The Bayou 220’s engine is a 215cc, four-stroke, shaft-driven, air-cooled model. Its bore measures 2.6 inches and the stroke is 2.4 inches. It features a relatively high 9.3:1 compression ratio with fuel delivered through a Mikuni VM24SS carburetor. The electronic ignition is Kawasaki’s DC-CDI. It also features a recoil backup as a starting system. The clutch is an automatic wet multidisc model with power delivered to the wheels via a five-speed transmission, according to ATV Source.
The steel frame supports a front suspension with single A-arms and twin shock absorbers, with the rear suspension a Quad-Link system with two shocks. Front wheel travel is 4.5 inches, while the rear wheel travel measures at 4.9 inches. Front and rear brakes are drums.
The front tire size is AT21X8-9 with the rear tires measuring AT22X10-10. The ATV’s wheelbase is 43.9 inches, with an overall length of 68.7 inches. Ground clearance is 6.1 inches with the seat height measuring 28.7 inches. It weighs 403 lbs. and can tow up to 450 lbs. Its fuel tank can carry 2.6 gallons.
The Kawasaki Bayou 220 is not the fastest ATV on the market, but one reason the Bayou 220 has kept its price low is the lack of amenities. It features a brake light and dual headlamps with high/low beam. There is an auxiliary lighting terminal inside the front cover of the ATV and electrical accessory terminals under the seat. The instrument cluster atop the fuel tank features a fuel gauge, but not much else. There are no speedometer, odometer, hourmeter, tripmeter, high-beam indication or high-temperature light. It does have a reverse/neutral indicator light. The Bayou comes in two colors: hunter green and firecracker red.

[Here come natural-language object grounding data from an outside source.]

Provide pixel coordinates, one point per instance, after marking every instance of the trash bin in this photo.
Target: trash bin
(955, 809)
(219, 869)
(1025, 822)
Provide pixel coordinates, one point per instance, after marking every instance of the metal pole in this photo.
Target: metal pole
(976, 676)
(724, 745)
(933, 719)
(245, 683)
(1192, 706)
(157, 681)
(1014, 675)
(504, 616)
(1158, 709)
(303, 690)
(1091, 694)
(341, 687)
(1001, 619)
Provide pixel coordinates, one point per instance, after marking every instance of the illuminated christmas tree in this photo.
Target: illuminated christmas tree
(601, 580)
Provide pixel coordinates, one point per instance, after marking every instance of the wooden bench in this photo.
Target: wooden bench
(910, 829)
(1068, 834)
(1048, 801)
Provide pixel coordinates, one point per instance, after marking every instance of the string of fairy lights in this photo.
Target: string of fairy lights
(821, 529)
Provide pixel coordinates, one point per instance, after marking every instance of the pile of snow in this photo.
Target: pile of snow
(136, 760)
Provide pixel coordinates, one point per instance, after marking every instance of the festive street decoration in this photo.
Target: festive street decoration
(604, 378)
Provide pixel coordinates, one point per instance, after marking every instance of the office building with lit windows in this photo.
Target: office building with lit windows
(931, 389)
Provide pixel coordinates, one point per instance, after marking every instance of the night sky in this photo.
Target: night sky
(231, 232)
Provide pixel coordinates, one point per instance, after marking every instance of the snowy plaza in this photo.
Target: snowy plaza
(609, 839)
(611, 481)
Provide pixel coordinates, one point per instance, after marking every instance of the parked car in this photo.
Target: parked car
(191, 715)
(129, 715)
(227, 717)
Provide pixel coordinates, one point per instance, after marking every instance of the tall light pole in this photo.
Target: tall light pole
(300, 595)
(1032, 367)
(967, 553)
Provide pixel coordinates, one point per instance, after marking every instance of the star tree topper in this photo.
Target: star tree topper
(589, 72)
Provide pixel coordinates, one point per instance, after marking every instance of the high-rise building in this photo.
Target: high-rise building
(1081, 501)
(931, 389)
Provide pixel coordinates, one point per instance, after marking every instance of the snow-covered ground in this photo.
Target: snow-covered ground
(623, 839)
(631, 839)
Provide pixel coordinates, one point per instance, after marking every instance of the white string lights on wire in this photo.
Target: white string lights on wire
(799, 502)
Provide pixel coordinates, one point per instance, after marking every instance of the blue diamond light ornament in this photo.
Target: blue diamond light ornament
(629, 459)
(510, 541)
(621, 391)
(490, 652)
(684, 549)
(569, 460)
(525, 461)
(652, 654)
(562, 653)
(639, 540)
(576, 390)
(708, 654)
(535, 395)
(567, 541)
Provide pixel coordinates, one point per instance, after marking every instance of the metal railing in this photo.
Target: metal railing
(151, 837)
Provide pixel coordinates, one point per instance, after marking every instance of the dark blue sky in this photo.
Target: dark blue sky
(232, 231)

The front A-arm, twin shock and rear Quad-Link twin-shock suspension system is not a true fully independent system, but it allows for a comfortable ride over rough terrain without employing a complex and expensive, fully independent suspension system. The ATV features front and rear steel cargo racks. The ATV is rider-friendly with a limited adjustable throttle to help novices practice their riding skills without twisting the throttle too far and losing control of the vehicle.